With about 200,000 whitetails in the state, Maine deer hunters harvested 21,553 animals in 2012. The Pine Tree State is coming off two consecutive mild winters, helping the deer population to recover to what it was prior to severe winters in 2007-08 and 2008-09, which wiped out more than 30 percent of the deer herd.

Case in point: last year hunters in the northern Wildlife Management District (WMD) 3 had the highest buck harvest since 1963, and those in WMD 6 weren’t far behind. As a result, antlerless permits were issued in 2013 for both units, the first time that’s occurred since 2005.

Regulation Changes
Traditional and compound bowhunters combined forces to push through legislation limiting the use of crossbows for deer hunting.

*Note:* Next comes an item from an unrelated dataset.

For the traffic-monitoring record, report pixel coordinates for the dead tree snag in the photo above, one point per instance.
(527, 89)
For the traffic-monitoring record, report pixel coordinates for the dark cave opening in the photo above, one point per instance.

“Chapter 236 of Public Law 2013 prohibits the use of crossbows by any person during the October archery season,” said Kyle Ravana, a deer biologist for the Maine Department of Inland Fisheries and Wildlife (MDIF&W). “Older hunters can still use crossbows within Expanded Archery Zones, and all hunters can use them during the regular firearm season.”

Public Land
This fall MDIF&W officials predict hunters will harvest about 25,000 deer, with most taken in the southern region. Nonetheless, hunters looking for a challenge should head in the opposite direction to the North Maine Woods (NMW), a 3.5 million acre deer hunting mecca. While the land is owned by private timber companies, hunters can pay just a few bucks a day to hunt to their heart’s content. You won’t find the deer densities that live in the South, but you will find a bunch of mature bucks that experience little if any hunting pressure. So put on a good pair of boots and a daypack with all the essentials and spend the day tracking down a behemoth buck.

“When I’m hunting the North Maine Woods, I first look for smaller streams and rivers, because deer gravitate to them,” said long-time NMW hunter and author R. G. Bernier ( “I also look for elevation, because bucks will be on the elevation.”